Université de Paris, INSERM, IAME, F-75006, Paris, France.
INSERM, CIC1414, Université Rennes-1, 35000, Rennes, France.
AAPS J. 2021 May 19;23(4):75. doi: 10.1208/s12248-021-00597-7.
This article revisits 20 years of our work in developing evaluation tools adapted to non-linear mixed effect models. These hierarchical models involve a large number of assumptions concerning the structural evolution of the outcomes, the link between different outcomes, the variabilities in the parameters and model evaluation aims at assessing these various components, both to help guide the model building and to communicate on model adequacy for a given purpose.
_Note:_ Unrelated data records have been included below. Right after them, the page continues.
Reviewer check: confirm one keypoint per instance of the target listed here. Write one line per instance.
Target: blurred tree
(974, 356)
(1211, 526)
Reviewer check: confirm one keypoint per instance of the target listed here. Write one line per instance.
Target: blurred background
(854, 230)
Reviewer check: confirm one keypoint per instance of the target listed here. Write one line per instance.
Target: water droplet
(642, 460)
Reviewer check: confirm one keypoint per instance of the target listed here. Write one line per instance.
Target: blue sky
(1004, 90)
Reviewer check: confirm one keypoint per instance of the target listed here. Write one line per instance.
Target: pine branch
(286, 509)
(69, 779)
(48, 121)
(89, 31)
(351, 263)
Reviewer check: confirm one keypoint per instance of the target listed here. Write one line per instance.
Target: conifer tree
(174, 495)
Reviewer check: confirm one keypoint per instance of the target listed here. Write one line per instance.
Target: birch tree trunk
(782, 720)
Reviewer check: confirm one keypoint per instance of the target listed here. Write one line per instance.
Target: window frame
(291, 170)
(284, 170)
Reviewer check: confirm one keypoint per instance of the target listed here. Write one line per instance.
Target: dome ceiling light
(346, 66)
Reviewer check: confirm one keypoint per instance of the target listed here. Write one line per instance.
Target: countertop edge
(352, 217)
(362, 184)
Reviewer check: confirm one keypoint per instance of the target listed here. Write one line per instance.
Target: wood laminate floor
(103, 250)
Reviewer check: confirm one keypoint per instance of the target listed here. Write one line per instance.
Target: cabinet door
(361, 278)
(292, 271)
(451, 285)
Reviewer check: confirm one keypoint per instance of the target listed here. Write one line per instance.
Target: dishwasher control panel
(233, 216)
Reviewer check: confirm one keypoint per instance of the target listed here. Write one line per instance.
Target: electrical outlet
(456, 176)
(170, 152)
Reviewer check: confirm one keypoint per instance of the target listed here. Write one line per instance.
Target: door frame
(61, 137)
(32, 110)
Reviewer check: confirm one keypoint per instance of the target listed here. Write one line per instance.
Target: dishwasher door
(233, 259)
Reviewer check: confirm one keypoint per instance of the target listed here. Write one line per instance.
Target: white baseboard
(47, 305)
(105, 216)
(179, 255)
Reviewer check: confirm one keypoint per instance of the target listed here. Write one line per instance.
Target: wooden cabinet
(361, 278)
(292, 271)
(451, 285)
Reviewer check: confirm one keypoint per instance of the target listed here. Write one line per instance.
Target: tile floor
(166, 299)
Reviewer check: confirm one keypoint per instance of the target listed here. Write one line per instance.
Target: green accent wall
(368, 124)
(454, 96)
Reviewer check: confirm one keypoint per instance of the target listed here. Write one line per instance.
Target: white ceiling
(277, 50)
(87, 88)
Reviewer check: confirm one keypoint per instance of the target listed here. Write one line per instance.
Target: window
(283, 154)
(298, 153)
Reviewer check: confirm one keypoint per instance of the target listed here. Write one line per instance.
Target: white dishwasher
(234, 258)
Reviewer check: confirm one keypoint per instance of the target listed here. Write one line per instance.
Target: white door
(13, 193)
During our career, we have developed and extended simulation-based evaluation tools called normalised prediction discrepancies (npd) and normalised prediction distribution errors (npde), providing informative diagnostics through graphs and tests.
本文回顾了我们 20 年来开发适用于非线性混合效应模型的评估工具的工作。这些分层模型涉及到关于结果结构演变、不同结果之间的联系、参数变异性的大量假设,模型评估旨在评估这些不同的组件,以帮助指导模型构建并就给定目的的模型充分性进行交流。在我们的职业生涯中,我们开发并扩展了基于模拟的评估工具,称为归一化预测差异(npd)和归一化预测分布误差(npde),通过图形和测试提供有信息的诊断。